Coles and Woolies have been quietly bringing back coin-operated trolley locks across their stores. The same retailers who’ve invested millions in self-checkout technology and contactless payment systems now want us to carry around small pieces of metal currency that many of us haven’t used since 2019. Make it make sense.
Sure, they offer tokens as an alternative. Great idea in theory. Until you’ve experienced the unique frustration of watching your trolley token get permanently wedged in a mechanism clearly designed by someone who has never actually used it. That hollow “click” as it disappears forever is the sound of retail innovation failing spectacularly.
The real comedy unfolds at shopping centres hosting six different retailers, each with their own uniquely sized trolleys.

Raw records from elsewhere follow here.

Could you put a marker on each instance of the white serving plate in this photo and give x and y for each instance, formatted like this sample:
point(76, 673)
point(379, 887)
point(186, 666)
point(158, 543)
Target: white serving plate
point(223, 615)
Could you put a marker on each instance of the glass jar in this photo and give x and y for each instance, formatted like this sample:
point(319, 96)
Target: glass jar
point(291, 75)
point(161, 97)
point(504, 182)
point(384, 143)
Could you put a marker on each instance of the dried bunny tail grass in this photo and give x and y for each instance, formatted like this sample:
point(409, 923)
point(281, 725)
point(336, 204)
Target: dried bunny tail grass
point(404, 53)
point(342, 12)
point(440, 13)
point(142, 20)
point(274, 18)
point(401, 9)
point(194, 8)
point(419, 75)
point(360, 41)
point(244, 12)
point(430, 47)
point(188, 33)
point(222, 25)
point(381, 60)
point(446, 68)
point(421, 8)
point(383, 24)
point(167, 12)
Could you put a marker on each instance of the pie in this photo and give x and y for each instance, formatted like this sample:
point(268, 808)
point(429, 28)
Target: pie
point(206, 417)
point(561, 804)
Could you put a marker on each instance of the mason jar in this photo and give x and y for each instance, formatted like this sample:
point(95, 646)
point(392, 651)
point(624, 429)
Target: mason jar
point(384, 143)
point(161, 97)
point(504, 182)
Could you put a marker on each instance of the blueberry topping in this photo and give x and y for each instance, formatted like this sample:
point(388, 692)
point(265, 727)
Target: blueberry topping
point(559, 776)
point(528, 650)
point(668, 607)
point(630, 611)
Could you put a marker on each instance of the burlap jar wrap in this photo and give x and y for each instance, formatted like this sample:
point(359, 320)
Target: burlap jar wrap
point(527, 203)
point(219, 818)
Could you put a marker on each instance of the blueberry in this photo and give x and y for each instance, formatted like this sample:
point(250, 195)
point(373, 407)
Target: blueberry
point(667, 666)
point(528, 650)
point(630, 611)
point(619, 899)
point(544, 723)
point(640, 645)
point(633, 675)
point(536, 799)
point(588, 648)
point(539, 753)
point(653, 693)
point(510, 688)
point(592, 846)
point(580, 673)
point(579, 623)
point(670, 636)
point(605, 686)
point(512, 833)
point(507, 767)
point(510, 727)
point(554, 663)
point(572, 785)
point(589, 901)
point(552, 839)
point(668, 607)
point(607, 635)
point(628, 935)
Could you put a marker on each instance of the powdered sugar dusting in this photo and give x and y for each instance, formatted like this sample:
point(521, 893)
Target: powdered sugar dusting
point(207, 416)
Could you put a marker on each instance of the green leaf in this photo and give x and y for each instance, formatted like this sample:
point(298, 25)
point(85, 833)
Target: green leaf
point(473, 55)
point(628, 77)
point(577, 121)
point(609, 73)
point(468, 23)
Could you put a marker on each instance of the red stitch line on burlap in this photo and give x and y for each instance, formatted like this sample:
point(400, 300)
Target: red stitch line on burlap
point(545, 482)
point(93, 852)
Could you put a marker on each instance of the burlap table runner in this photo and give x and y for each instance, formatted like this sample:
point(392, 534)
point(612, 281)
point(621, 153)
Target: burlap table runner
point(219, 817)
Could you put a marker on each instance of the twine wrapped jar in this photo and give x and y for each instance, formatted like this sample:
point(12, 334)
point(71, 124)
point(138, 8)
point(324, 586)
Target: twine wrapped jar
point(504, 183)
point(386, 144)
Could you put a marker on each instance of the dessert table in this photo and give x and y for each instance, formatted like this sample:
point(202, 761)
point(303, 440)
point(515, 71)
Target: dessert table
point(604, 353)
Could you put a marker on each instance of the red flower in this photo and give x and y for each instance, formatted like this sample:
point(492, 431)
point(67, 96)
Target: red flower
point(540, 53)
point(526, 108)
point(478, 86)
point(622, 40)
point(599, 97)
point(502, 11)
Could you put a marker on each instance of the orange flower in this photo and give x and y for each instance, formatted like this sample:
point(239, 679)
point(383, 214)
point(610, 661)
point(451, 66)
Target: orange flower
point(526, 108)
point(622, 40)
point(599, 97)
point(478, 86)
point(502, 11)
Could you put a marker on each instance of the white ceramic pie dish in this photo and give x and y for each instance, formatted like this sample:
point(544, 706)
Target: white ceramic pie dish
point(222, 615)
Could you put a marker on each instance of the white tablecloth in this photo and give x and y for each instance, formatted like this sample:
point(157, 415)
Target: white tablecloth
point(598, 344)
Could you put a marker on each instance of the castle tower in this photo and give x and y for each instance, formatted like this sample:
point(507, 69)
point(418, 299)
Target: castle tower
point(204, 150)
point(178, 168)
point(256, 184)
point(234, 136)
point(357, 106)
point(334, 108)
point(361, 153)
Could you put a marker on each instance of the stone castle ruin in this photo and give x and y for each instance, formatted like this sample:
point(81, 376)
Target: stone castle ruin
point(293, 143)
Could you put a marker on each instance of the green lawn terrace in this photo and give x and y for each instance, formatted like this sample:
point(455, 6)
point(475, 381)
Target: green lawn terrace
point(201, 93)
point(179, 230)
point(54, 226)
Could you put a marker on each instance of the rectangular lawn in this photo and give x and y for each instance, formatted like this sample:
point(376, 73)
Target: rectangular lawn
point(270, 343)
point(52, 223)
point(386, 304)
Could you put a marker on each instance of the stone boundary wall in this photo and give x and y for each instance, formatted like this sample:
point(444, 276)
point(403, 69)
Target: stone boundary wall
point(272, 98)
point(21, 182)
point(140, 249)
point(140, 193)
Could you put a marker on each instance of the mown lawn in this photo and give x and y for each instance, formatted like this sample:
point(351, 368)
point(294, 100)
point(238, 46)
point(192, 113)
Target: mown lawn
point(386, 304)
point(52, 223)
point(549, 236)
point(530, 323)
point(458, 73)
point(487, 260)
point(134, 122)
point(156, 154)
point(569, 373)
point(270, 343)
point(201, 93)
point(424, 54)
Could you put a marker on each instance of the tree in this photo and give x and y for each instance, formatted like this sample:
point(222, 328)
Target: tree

You’ve finished your shop, packed the car, and now face a trolley bay clearly marked for two specific types neither of which matches the one you’re pushing. Do you abandon it and become part of the problem? Try to force it in? Or embark on a journey across the carpark to find its proper home?

I have an app that can tell me the exact nutritional breakdown of everything in my basket, another that calculates the most efficient route home based on real-time traffic patterns, and a digital wallet holding seventeen different loyalty cards but I still need to keep a special coin in my car’s cupholder just so I can transport my groceries from shelf to boot.
Next time you’re struggling to retrieve your gold coin from a trolley while balancing coffee and car keys, remember this is what progress looks like in 2025. Sometimes moving forward means going backward first. At least we can pay for our therapists with Apple Pay.